Segundo Jaber, a substância, liberada pelo Conselho Nacional de Políticas Antidrogas (Conad) para uso em cerimônias religiosas, age alterando o pensamento em função de sua ação em neurotransmissores cerebrais. O Conad faz restrições ao uso por pacientes psiquiátricos graves.
— Por meio do chá, a pessoa entra em contato com uma entidade superior. Os efeitos alucinógenos explicariam cientificamente a divindade — diz Jaber.
A produção e o uso do chá, no entanto, não são fiscalizados por órgão governamental, como confirma a assessoria do Ministério da Justiça, ao qual está atrelado o Conad.
— Na prática, se observa que, graças à postura ética dos líderes religiosos que utilizam o chá, ele é servido para iniciantes em doses com concentração menor, permitindo o consumo mais intenso só aos seguidores fiéis à religião — afirma Jaber.

Mestre defende uso do chá
Um dos mestres do Centro Espírita Beneficente União do Vegetal — uma das maiores organizações religiosas brasileiras que usam o chá do Santo Daime —, Almir Nahas, de 58 anos, nega que a substância cause desorientação, se usada de maneira correta.
— Primeiro, quero deixar claro que não conheço essa seita do Rio. Na minha experiência de 34 anos com a União do Vegetal, nunca vi isso acontecer. O Daime, que nós chamamos de Vegetal, é o nosso sacramento. Como a hóstia para os católicos — explica Nahas, que frequenta o núcleo da Serra da Cantareira, em São Paulo.

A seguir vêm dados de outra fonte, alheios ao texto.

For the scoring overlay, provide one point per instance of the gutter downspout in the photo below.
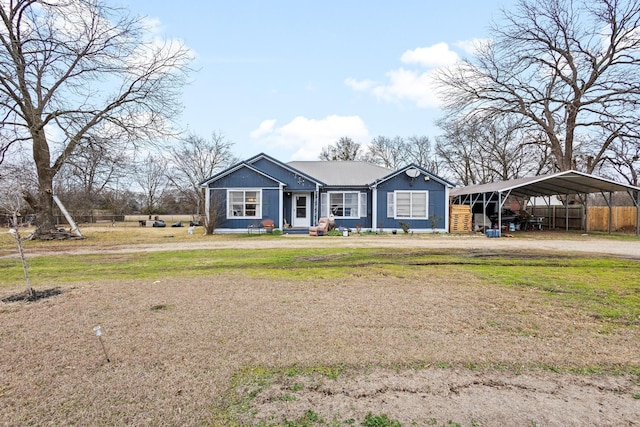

Segundo o mestre, quem quiser fazer parte da seita deve ser levado por outra que já segue a religião. O candidato passará por uma entrevista com o diretor do núcleo.

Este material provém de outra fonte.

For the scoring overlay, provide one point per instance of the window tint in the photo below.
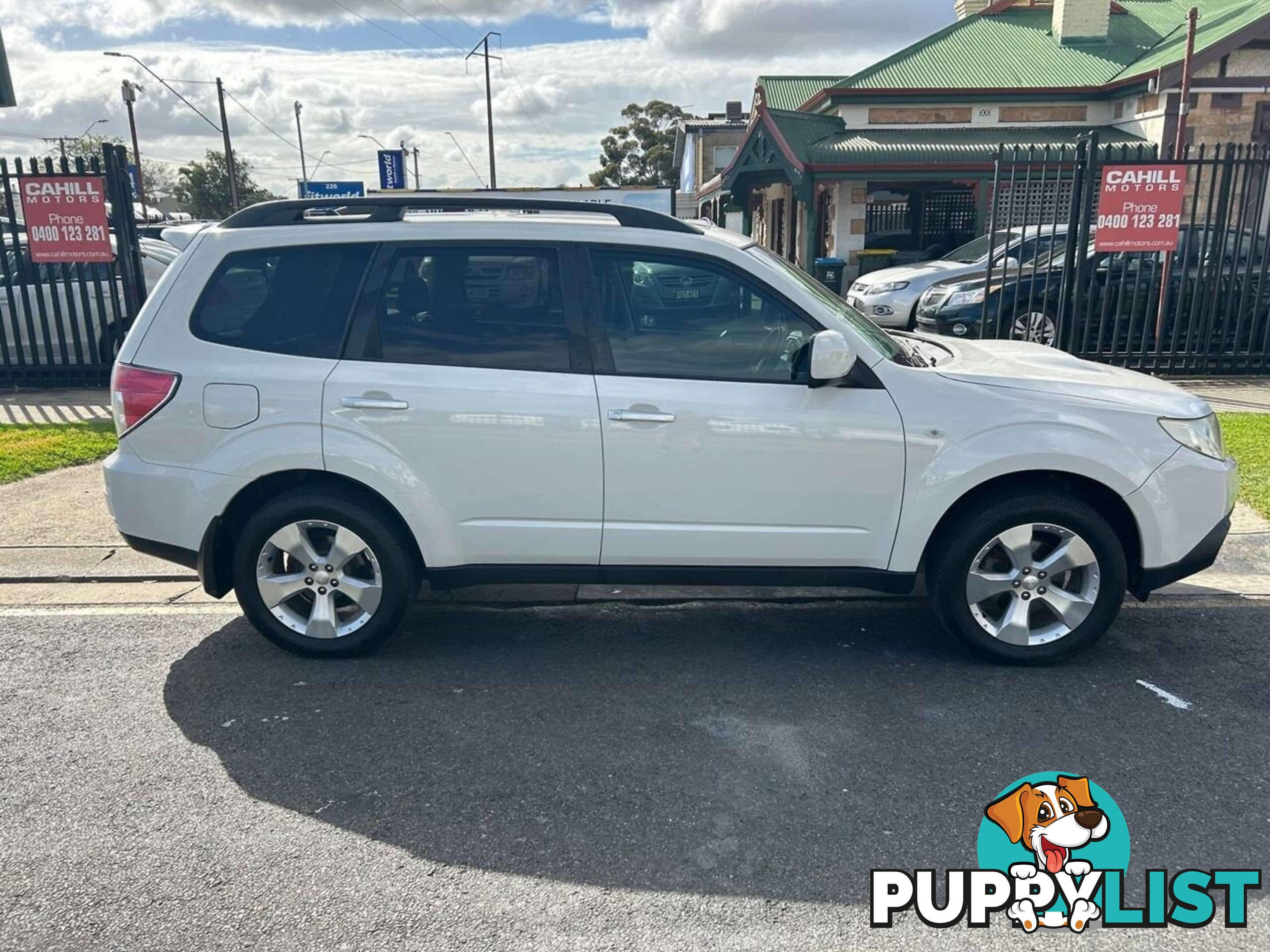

— Perguntamos o objetivo da pessoa, o histórico das suas crenças e se ela passa por algum tratamento psicológico. Se ela tiver crise depressiva ou se tomar remédios controlados, pode não ser autorizada a entrar — afirma o mestre, que é formado em Comunicação Social.

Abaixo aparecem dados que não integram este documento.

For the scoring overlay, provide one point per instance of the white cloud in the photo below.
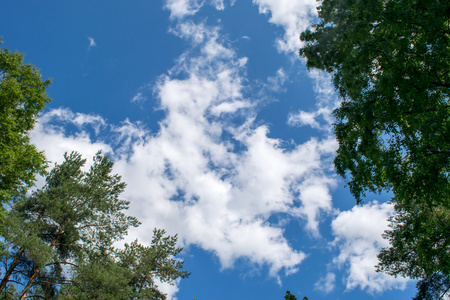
(139, 98)
(189, 179)
(51, 135)
(91, 42)
(327, 101)
(358, 238)
(326, 284)
(183, 8)
(293, 15)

A União do Vegetal tem 212 núcleos espalhados pelo Brasil e mais de 17 mil adeptos. Ela foi criada em 1961, pelo seringueiro Mestre Gabriel, que experimentou o chá da Ayahuasca na Floresta Amazônica.

Elke Maravilha fala sobre o Daime e faz ressalvas
Desde que a mãe de Rian Brito revelou ao EXTRA que o filho fazia uso do chá do Santo Daime nos rituais da sede carioca da seita Porta do Sol, dirigida pela atriz Leona Cavalli, na Zona Oeste do Rio, o assunto voltou ao centro do debate. Apesar de comparar a erva alucinógena ao ácido lisérgico, droga conhecida como LSD, Elke Maravilha, de 71 anos, afirma que toma o chá de Ayahuasca há cerca de cinco anos. Ela defende o uso, mas faz ressalvas.
— Sou a favor do uso para as pessoas que querem ampliar suas consciências. Ele causa alucinações e abre a sua mente. Se não for para autoconhecimento, é uma merda — resumiu Elke, acrescentando que já frequentou a filial da Porta do Sol em São Paulo. — O risco é você ficar consciente demais dos problemas da vida e acabar pirando — pondera.

Para a antiga defensora do uso da erva indígena Lucélia Santos, o assunto virou tabu. A atriz, que chegou a declarar na década de 80 que tomava a bebida, hoje não "fala mais sobre o assunto”.

O EXTRA voltou a procurar Leona, mas atriz limitou-se a dizer que vai "resolver o problema (com Brita, mãe de Rian) na Justiça”. O site Porta do Sol, que voltaria a funcionar ontem, conforme ela mesma afirmou na véspera, continuou fora do ar até o fechamento desta edição. A sede da seita, na Ilha de Guaratiba, na Zona Oeste, estava vazia na tarde de ontem. Uma funcionária informou que nenhum adepto apareceu e que não se lembra de Rian.
— É uma pena que ela continue oferecendo esse chá, e sem alertar os riscos — lamentou a mãe de Rian.